John Marsham, Principal Investigator and water@leeds research fellow
The Future Climate for Africa (FCFA) programme is a £20 million (US$30 million) programme funded by the UK Department for International Development (DFID) and Natural Environment Research Council (NERC). FCFA presents two major opportunities: to generate fundamental climate science focused on Africa, and to ensure that this science has an impact on human development across the continent. It runs from 2015 to 2019.
FCFA is delivered by five independent research consortia, involving leading and emerging African, British and other international centres of excellence. Research on physical climate science is being undertaken at both pan-African and regional scales, and a selected number of pilot projects are providing on-the-ground demonstrations of how improved climate information support particular development decisions. The University of Leeds is involved in four of the five consortia, and water@leeds leads HyCRISTAL.
HyCRISTAL (Integrating Hydro-Climate Science into Policy Decisions for Climate-Resilient Infrastructure and Livelihoods in East Africa) will develop new understanding of climate change and its impacts in East Africa, working with the region’s decision-makers to manage water for a more climate-resilient future. The HyCRISTAL consortium consists of UK, USA and East African partners. Availability of water is fundamental for development in East Africa. However, this vital resource is already under stress from land degradation, pollution and overfishing. Climate change adds to these problems, greatly increasing the vulnerability of the poorest people in the region.

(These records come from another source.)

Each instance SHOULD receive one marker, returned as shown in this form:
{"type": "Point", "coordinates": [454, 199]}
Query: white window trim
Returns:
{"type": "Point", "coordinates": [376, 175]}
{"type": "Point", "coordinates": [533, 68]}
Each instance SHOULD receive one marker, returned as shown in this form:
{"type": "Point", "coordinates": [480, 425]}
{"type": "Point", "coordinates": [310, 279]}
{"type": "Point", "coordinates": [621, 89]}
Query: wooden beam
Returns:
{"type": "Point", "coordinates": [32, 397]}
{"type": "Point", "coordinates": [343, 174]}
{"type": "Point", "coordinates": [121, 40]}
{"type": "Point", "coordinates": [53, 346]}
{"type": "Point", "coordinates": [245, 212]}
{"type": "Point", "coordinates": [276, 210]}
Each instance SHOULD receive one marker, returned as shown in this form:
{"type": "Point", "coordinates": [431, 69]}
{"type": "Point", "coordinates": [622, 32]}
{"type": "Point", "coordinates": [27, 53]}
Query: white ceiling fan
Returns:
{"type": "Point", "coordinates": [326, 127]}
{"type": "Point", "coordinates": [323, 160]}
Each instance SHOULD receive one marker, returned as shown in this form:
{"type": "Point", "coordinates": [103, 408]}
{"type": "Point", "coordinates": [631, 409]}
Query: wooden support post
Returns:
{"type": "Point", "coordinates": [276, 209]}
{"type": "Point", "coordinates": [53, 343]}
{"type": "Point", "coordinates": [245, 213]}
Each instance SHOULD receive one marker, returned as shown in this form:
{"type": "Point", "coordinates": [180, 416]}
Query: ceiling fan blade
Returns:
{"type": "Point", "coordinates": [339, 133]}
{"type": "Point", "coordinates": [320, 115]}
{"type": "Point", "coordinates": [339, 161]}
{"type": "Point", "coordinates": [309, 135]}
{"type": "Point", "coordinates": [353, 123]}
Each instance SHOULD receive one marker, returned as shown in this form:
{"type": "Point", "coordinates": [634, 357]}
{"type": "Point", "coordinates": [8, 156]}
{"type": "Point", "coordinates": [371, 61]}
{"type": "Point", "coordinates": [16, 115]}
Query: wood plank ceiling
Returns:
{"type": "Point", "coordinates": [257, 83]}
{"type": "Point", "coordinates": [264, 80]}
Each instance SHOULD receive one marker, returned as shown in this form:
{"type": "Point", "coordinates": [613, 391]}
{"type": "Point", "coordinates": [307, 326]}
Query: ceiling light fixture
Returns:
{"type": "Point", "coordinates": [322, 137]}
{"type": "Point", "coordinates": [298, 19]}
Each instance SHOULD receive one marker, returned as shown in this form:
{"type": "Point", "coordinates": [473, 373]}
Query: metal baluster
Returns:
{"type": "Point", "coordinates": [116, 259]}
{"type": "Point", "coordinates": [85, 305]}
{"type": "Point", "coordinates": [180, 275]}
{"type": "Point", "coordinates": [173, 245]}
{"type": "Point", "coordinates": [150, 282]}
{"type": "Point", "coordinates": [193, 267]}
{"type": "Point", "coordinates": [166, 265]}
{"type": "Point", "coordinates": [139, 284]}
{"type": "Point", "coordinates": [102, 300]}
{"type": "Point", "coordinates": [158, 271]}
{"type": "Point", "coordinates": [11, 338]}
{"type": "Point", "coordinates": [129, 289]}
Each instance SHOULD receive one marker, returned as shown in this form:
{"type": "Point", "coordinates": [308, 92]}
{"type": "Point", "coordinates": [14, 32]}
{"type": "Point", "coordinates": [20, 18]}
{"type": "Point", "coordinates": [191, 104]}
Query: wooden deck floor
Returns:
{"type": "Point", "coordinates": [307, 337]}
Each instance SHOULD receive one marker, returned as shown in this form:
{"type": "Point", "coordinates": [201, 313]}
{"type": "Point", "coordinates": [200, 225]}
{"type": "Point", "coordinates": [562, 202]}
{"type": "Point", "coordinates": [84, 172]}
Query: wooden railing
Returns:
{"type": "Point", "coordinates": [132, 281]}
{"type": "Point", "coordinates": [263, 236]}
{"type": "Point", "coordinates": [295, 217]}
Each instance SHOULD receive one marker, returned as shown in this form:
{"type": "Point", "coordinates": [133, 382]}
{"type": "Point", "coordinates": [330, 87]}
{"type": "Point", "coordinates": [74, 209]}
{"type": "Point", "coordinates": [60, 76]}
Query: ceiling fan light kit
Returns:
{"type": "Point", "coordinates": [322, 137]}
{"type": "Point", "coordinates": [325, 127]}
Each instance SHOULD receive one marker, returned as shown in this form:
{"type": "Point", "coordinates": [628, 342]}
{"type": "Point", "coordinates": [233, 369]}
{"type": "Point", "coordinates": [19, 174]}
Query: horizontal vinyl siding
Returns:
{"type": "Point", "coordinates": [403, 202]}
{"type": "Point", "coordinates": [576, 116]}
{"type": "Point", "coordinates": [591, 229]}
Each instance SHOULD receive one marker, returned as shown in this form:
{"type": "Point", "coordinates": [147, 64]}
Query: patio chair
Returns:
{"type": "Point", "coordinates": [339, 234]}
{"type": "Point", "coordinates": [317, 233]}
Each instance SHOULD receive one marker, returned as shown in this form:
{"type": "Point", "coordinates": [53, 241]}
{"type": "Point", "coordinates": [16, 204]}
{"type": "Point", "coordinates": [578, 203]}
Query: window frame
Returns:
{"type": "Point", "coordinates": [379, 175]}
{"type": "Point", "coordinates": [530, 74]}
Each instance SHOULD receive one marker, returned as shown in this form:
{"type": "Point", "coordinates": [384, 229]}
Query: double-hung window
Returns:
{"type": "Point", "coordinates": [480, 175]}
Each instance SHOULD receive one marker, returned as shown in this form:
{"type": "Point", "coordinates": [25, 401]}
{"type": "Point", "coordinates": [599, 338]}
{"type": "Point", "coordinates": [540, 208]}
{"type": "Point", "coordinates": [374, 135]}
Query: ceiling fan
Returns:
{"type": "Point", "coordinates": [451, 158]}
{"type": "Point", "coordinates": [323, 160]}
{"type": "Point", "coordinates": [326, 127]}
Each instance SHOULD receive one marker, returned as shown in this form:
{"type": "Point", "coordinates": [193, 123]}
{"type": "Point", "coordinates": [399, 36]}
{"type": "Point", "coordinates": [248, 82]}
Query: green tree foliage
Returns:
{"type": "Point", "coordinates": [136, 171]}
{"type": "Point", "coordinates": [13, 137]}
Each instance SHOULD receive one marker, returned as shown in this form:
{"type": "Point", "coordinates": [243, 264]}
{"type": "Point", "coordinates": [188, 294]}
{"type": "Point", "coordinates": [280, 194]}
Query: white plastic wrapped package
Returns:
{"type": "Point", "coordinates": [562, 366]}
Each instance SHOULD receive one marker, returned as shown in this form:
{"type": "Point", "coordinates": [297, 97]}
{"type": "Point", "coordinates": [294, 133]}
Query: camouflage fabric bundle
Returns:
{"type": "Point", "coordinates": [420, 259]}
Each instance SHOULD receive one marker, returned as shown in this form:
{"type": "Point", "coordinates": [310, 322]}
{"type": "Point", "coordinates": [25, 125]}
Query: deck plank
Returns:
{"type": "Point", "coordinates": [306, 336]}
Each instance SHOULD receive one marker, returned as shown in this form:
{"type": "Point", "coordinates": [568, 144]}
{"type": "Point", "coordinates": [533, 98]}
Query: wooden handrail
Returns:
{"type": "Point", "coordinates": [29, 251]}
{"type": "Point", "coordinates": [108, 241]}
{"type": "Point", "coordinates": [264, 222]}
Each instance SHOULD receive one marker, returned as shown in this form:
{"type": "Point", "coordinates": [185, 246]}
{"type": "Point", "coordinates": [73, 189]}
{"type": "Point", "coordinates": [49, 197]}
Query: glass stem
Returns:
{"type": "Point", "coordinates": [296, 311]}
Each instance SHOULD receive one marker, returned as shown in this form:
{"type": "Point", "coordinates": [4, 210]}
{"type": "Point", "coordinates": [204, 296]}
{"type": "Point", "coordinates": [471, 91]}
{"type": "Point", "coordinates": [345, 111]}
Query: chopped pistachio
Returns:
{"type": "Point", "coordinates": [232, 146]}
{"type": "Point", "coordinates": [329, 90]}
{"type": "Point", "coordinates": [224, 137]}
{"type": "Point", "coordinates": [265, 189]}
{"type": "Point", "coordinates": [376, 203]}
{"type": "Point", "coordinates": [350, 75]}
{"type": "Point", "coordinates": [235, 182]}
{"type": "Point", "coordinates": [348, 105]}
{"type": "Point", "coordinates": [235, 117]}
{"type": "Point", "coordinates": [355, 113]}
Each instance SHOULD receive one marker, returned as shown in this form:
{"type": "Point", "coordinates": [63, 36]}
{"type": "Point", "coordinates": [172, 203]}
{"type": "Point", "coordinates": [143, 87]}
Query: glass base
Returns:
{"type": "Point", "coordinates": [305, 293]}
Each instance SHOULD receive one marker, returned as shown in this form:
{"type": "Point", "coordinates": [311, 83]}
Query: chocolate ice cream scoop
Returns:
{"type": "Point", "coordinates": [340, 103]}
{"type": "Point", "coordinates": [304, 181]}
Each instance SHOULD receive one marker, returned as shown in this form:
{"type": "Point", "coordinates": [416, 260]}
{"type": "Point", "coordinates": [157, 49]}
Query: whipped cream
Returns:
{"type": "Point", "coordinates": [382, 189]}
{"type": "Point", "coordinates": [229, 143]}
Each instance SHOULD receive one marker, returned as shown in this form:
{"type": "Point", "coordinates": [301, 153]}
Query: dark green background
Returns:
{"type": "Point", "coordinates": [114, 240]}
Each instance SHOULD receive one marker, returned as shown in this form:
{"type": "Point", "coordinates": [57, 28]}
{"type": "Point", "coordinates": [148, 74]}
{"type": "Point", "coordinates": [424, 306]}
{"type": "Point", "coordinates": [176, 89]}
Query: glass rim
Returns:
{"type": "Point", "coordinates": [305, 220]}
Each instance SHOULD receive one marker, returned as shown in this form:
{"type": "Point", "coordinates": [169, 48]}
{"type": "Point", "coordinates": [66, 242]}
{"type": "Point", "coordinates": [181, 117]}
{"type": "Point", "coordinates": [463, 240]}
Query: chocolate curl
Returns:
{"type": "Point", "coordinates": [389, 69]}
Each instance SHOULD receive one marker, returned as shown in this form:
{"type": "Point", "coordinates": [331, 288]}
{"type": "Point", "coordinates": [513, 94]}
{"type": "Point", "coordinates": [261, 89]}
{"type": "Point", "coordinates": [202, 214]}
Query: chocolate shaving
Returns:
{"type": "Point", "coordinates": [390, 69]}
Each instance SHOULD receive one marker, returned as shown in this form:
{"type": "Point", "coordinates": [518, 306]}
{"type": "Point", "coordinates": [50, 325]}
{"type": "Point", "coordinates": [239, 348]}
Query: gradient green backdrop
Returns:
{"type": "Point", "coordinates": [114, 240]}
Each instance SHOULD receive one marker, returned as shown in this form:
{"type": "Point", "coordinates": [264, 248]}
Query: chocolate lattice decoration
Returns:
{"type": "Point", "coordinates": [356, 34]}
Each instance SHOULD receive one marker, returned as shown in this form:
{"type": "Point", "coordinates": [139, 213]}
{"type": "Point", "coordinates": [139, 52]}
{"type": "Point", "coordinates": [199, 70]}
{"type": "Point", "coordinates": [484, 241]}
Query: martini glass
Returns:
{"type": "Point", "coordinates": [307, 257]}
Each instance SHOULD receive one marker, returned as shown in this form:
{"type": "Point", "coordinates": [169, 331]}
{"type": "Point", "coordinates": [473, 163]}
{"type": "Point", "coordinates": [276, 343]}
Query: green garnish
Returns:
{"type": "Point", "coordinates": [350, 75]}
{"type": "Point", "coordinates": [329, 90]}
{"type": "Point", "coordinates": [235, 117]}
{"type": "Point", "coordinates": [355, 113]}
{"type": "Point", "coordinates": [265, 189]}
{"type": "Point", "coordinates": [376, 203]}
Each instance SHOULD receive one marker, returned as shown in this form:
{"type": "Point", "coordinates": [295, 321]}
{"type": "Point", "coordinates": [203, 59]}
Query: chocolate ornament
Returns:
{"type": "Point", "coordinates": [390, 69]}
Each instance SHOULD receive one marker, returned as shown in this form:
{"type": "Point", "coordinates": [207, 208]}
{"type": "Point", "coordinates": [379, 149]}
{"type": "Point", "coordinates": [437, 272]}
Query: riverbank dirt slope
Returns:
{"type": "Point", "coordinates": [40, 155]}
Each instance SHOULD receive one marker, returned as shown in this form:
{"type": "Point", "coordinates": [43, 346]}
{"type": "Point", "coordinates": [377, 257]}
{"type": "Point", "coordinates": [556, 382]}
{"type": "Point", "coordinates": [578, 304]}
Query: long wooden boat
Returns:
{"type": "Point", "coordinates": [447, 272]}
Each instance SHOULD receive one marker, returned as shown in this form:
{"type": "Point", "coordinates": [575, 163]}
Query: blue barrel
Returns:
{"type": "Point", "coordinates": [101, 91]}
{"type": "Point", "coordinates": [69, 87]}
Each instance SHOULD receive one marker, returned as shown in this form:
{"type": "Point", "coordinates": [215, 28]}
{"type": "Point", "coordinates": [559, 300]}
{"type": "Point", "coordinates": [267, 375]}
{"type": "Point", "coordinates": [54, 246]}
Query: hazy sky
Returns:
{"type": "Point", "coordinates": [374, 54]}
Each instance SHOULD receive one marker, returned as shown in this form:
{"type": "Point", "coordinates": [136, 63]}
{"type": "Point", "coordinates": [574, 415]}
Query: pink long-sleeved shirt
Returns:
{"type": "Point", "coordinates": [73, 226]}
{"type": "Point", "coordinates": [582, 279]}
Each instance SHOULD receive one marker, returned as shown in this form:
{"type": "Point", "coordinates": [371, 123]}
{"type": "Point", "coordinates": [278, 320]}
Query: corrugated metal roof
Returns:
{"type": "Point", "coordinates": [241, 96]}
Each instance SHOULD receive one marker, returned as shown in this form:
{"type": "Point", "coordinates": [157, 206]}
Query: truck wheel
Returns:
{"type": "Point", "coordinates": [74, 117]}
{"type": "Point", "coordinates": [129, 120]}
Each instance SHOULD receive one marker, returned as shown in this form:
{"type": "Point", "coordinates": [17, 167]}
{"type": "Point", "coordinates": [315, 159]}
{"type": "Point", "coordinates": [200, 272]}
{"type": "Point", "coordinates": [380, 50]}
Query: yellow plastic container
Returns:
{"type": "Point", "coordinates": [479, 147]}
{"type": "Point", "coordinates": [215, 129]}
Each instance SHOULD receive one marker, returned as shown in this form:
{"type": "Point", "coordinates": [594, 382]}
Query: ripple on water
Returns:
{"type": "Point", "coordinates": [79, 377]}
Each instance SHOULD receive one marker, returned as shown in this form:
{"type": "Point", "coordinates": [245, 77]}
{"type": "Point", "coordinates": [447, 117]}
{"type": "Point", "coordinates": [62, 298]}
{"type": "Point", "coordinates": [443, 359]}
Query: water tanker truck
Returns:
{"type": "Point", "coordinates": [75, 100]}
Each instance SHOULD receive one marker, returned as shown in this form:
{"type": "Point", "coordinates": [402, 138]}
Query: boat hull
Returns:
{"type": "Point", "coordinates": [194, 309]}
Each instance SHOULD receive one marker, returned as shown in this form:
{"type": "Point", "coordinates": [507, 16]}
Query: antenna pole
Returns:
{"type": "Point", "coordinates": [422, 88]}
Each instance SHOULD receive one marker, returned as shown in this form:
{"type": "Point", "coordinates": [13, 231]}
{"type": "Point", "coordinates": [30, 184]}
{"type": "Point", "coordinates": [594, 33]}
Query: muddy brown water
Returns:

HyCRISTAL will improve our understanding of key climate-water processes in the region, and then work in partnership with a wide range of stakeholders to apply this knowledge in two different settings: rural communities around Lake Wamala and Lake Victoria that rely on agriculture and fishing; and urban populations in Kampala and Kisumu where water supply and sanitation are under pressure. By developing climate science and helping water users assess their vulnerabilities, the HyCRISTAL project will increase the resilience of communities in East Africa. This will include the production of new, accessible, understandable and easy to- use tools for water resource management in a changing climate. The methods and tools developed will then be applied to decision-making processes.